A day after my birthday, my brother was hospitalized due to an infected thumb, being diabetic, it was so bad that it had to be pulled off. My brother lost a part of his thumb.
It was so painful that it had to happened a day after my birthday. My mom was with him the whole time, so it was double painful....I saw how my mum got hurt that a part of my brother's thumb will be pulled out..I was just positive about things, I wanted to be strong for my mom and my brother as well. It was doubly hard pretending to be tough.
We survived though, my brother survived the battle.He got operated, was hospitalized for a week and have to be resting and the wound to be completely healed...he was scheduled for another operation and a series of tests as well in the long run.
September was an okay month....it was hard on my part....I resigned effective August 31st, due to family emergency London has to wait...I was set to leave anytime before Novemeber but I needed to fix things first before heading off...
Then the unexpected happened.
My father became ill first week of October, we got him hospitalized last Oct 14, and a few hrs after he succumbed to myocardial infarction. Much worst, I was a witness on how he died, was in his room as nurses and doctors were trying to revive him. I dunno why I have to be there and cannot do anything. I was crying without tears, hoping againts hope, called a thousand angels and the Lord to help him, make a miracle and at one point told myself this could just be a dream as a few minutes before that was trying to nap and rest since it was almost 4 when my body grew tired of waiting and agonizing what is wrong with my Tatay's health.
He was pronounced dead at 6am October 15th. My mom on the side has been hysterical, I dunno how I managed to text my aunts, called my brother to atleast make it before my Tatay expired. asked the doctor what the hell is happening, pacified my mom, looked at my dad, and talked to him speak tp him and say something to make him feel we are there and we want him to live and be with us....what's worst? I have to pull him down to the morgue with an assistant form the hospital.
I never dared tell how I felt, what I saw....I sometimes just keep quiet to be able to accept these things.But this afternoon, I went out, and met up with my former officemate and tried to be tough and not pretend this time.

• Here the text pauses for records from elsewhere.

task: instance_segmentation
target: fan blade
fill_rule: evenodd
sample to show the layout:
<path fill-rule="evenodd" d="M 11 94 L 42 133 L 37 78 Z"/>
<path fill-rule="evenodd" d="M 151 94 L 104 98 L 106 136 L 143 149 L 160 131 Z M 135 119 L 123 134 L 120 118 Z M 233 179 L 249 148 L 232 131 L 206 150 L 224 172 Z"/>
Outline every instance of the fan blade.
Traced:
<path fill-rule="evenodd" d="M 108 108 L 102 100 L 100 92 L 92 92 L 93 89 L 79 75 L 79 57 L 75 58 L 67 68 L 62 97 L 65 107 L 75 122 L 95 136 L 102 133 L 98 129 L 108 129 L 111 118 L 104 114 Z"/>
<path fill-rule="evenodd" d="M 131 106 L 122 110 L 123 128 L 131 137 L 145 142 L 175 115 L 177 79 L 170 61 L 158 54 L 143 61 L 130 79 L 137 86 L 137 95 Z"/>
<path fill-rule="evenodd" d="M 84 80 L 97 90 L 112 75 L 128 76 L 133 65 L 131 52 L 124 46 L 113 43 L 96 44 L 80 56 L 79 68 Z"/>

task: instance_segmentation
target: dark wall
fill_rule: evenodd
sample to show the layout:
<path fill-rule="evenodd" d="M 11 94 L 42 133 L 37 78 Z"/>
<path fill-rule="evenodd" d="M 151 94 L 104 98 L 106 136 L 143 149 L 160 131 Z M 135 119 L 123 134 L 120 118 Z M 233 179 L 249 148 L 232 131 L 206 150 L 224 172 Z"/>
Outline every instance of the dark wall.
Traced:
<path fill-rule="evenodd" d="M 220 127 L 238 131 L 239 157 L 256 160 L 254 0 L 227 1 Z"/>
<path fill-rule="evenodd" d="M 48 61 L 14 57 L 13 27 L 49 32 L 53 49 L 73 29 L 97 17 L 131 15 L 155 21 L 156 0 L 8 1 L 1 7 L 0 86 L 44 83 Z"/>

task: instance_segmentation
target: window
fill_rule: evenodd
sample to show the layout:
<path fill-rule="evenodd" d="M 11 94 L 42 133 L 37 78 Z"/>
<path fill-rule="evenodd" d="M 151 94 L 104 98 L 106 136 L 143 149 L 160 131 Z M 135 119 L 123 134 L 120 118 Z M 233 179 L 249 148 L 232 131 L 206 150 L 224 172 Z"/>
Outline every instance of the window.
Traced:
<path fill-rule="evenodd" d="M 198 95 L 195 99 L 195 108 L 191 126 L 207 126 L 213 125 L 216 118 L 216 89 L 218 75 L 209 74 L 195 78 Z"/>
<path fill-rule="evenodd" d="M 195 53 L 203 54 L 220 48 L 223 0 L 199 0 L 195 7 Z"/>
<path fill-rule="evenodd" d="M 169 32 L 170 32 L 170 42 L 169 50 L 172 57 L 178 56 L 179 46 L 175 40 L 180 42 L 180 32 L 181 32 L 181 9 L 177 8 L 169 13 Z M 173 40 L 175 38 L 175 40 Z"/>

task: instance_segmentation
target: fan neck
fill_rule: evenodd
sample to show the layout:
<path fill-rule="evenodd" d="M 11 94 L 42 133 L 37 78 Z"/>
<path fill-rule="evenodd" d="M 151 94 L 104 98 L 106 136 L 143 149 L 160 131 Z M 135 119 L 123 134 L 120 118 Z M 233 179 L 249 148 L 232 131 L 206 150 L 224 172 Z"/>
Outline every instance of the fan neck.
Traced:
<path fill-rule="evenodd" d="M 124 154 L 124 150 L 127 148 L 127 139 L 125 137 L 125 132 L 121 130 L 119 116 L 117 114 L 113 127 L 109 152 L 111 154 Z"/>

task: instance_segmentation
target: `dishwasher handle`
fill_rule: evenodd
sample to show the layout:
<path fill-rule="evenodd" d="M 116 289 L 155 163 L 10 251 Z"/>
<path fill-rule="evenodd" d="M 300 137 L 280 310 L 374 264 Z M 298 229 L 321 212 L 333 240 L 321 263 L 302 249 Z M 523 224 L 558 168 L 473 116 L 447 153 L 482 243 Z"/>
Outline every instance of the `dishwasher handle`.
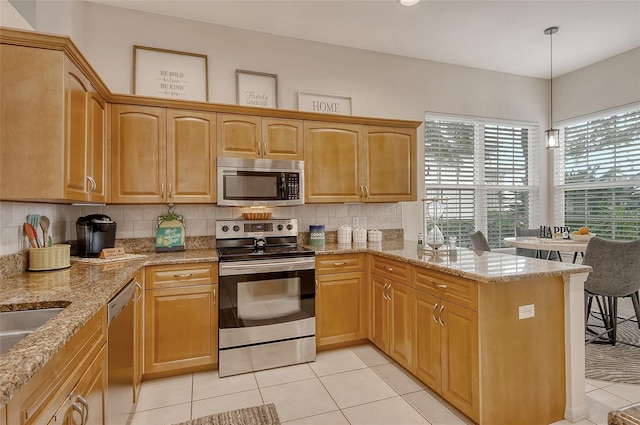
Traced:
<path fill-rule="evenodd" d="M 133 299 L 136 291 L 134 280 L 129 281 L 116 296 L 114 296 L 107 306 L 107 326 L 113 322 L 116 317 L 125 309 L 127 304 Z"/>

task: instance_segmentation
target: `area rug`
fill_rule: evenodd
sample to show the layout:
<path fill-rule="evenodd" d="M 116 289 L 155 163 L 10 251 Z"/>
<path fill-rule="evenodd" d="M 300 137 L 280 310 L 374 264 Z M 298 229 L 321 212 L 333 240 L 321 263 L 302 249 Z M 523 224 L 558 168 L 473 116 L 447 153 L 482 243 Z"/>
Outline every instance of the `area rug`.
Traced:
<path fill-rule="evenodd" d="M 175 425 L 280 425 L 273 403 L 216 413 Z"/>
<path fill-rule="evenodd" d="M 589 324 L 596 323 L 592 317 Z M 640 385 L 640 329 L 636 322 L 618 325 L 618 343 L 585 345 L 585 376 L 589 379 Z M 627 344 L 634 344 L 627 345 Z"/>

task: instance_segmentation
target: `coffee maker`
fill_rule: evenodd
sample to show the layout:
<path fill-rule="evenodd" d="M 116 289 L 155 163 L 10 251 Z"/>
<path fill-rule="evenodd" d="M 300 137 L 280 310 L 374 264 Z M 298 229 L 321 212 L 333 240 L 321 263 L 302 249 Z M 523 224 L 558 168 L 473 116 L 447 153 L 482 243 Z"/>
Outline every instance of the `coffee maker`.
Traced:
<path fill-rule="evenodd" d="M 78 256 L 98 257 L 103 248 L 116 245 L 117 223 L 104 214 L 90 214 L 76 220 Z"/>

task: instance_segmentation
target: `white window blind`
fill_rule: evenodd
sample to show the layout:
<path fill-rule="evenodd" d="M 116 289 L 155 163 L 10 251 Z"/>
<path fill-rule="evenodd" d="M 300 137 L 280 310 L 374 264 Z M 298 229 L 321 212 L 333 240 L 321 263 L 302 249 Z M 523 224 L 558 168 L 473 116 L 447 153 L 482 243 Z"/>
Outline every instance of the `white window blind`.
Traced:
<path fill-rule="evenodd" d="M 588 226 L 606 239 L 640 231 L 640 105 L 561 129 L 556 156 L 556 205 L 564 223 Z"/>
<path fill-rule="evenodd" d="M 470 246 L 482 230 L 492 248 L 513 236 L 516 224 L 536 218 L 537 126 L 460 117 L 425 117 L 427 198 L 448 198 L 444 232 Z M 427 228 L 425 217 L 425 229 Z"/>

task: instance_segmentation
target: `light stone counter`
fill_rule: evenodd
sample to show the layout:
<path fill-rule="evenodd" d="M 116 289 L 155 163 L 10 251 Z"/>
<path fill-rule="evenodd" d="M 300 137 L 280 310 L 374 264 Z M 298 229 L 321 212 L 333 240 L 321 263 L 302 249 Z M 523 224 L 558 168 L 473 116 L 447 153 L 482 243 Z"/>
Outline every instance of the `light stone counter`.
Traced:
<path fill-rule="evenodd" d="M 103 265 L 73 263 L 50 272 L 25 272 L 0 280 L 0 311 L 66 307 L 0 356 L 0 406 L 33 377 L 73 335 L 135 276 L 140 267 L 217 262 L 215 250 L 144 253 Z"/>

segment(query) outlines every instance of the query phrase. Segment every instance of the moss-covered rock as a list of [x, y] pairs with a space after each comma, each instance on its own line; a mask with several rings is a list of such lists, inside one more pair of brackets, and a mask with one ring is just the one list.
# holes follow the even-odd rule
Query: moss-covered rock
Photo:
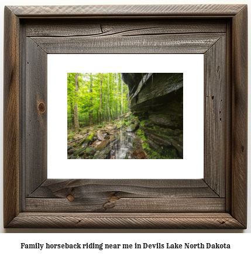
[[85, 147], [81, 147], [80, 149], [76, 150], [73, 154], [74, 156], [82, 156], [84, 153], [84, 151], [85, 150]]
[[102, 150], [97, 151], [92, 159], [109, 159], [111, 158], [111, 149], [105, 147]]
[[89, 147], [85, 149], [85, 154], [87, 156], [92, 156], [96, 153], [96, 149], [93, 147]]
[[85, 137], [78, 145], [78, 146], [82, 146], [84, 147], [87, 147], [91, 144], [91, 142], [94, 140], [95, 132], [92, 132], [89, 133], [89, 136]]

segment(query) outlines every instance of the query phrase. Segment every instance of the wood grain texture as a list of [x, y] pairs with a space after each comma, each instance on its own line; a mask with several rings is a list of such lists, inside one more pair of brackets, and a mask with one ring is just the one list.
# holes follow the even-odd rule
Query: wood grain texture
[[204, 53], [224, 33], [32, 37], [48, 53]]
[[146, 16], [226, 16], [238, 13], [245, 5], [78, 5], [9, 6], [19, 17], [87, 17]]
[[233, 18], [232, 197], [233, 216], [247, 224], [247, 6]]
[[[5, 227], [245, 228], [246, 12], [243, 5], [6, 8]], [[204, 181], [45, 180], [48, 53], [205, 53]]]
[[8, 225], [57, 228], [243, 228], [228, 213], [20, 213]]
[[[69, 194], [64, 199], [26, 198], [26, 211], [60, 213], [224, 213], [225, 198], [118, 198], [100, 193], [75, 198]], [[72, 198], [72, 199], [71, 199]], [[102, 215], [102, 214], [101, 215]]]
[[225, 200], [200, 179], [57, 179], [44, 182], [26, 205], [26, 211], [223, 212]]
[[[165, 20], [48, 20], [31, 22], [25, 21], [27, 36], [133, 36], [170, 33], [219, 33], [226, 31], [226, 22], [204, 19]], [[63, 30], [62, 31], [62, 26]]]
[[4, 224], [19, 212], [19, 29], [5, 8], [4, 58]]
[[226, 38], [204, 54], [204, 180], [220, 197], [226, 188]]
[[47, 178], [47, 53], [26, 38], [26, 195]]
[[215, 198], [218, 196], [202, 180], [48, 179], [28, 197], [74, 200], [103, 197], [128, 198]]

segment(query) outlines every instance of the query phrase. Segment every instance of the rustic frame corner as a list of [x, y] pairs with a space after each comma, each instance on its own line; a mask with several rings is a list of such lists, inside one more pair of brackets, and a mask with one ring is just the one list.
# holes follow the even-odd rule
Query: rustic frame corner
[[[245, 5], [6, 6], [4, 227], [246, 228], [247, 31]], [[47, 55], [70, 53], [203, 53], [204, 178], [47, 179]]]

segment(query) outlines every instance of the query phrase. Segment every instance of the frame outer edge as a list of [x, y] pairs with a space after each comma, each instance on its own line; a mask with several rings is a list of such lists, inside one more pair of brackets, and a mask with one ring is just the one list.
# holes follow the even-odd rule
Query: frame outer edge
[[19, 21], [4, 10], [4, 226], [19, 213]]
[[235, 15], [243, 4], [123, 5], [10, 6], [18, 16], [219, 16]]
[[232, 214], [247, 227], [247, 6], [232, 20]]

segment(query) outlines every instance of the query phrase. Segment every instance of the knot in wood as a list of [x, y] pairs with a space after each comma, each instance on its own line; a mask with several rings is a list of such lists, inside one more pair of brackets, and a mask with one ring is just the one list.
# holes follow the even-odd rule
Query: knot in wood
[[45, 112], [45, 105], [43, 102], [40, 102], [37, 108], [39, 109], [39, 113], [40, 113], [41, 114], [43, 114]]
[[74, 201], [75, 198], [73, 195], [71, 195], [70, 194], [68, 194], [66, 198], [67, 198], [68, 201], [70, 201], [70, 202], [72, 202], [73, 201]]

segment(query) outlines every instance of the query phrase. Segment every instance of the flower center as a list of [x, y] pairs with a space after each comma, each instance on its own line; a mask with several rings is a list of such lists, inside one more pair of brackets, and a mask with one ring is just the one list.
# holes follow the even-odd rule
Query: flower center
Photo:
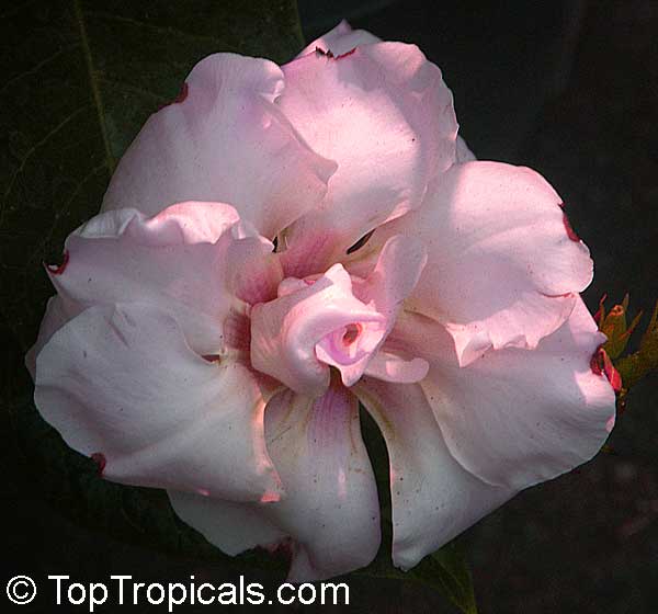
[[[393, 237], [365, 280], [350, 276], [342, 264], [322, 275], [283, 280], [274, 300], [252, 308], [251, 364], [311, 397], [329, 386], [330, 366], [345, 386], [364, 374], [394, 380], [424, 377], [424, 361], [381, 351], [424, 262], [424, 250]], [[394, 365], [398, 362], [413, 367], [399, 368]]]

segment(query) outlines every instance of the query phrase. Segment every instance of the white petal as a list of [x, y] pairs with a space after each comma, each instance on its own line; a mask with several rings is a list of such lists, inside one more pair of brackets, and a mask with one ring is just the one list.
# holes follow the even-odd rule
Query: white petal
[[273, 238], [315, 207], [336, 164], [311, 151], [273, 103], [273, 62], [216, 54], [189, 75], [186, 98], [154, 114], [122, 158], [103, 211], [155, 215], [183, 201], [235, 206]]
[[530, 169], [455, 164], [418, 212], [375, 231], [420, 239], [428, 264], [407, 307], [442, 321], [468, 364], [489, 348], [534, 348], [569, 317], [592, 278], [561, 201]]
[[413, 567], [513, 496], [483, 482], [452, 457], [418, 384], [366, 377], [354, 393], [388, 447], [395, 566]]
[[518, 490], [568, 471], [599, 452], [614, 423], [614, 390], [590, 367], [604, 337], [580, 298], [535, 350], [489, 351], [465, 367], [438, 322], [407, 315], [394, 336], [430, 363], [420, 385], [445, 443], [488, 484]]
[[317, 48], [324, 52], [331, 52], [334, 56], [340, 56], [351, 52], [359, 45], [381, 42], [381, 38], [377, 38], [374, 34], [365, 30], [352, 30], [350, 24], [345, 20], [342, 20], [334, 29], [327, 32], [327, 34], [322, 34], [319, 38], [306, 45], [297, 57], [314, 53]]
[[277, 496], [256, 378], [198, 357], [157, 308], [95, 306], [65, 325], [37, 357], [34, 398], [71, 447], [104, 457], [111, 480], [238, 501]]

I think am accepting what have been...last week I know I was in denial. and mad, I will not deny that I questioned these trials and blamed God why me, why my Dad, why my Mom needs to suffer these pains. I even texted a friend one time while my Dad was so sick that I have nothing againts trials, it's just I think I had enough.
But true enough I think I am blessed with strong people around, I thought my Mom was such a weak person, but I am wrong turns out that my Mom is tougher that I think...she was able to plan the wake and burial and we made sure all the guests are well taken care of as well. My brothers were able to be the leaders as well during these ordeals, they planned well and made sure they will be around when we are tired and weary. My Kuya Jojo has been a clown when we need to stay up during those down times,my Kuya Rex was an ever ready listener when I need ed to whine. My two sis Che and Mimi was able to do the errands when I got a bit sick during the first few days of the wake.
I could have not made it as well without my friends around, without my family around.
And this is what God is showing me...that am never alone. and that he lost Jesus before, his only begotten son, and he understands, He always understands.
I thank you Lord for sticking it out with me when I almost lose grip.
That is why am knocking again in Heaven, I wish the next trial will not be a burden but an inspiration on me being strong amidst all these.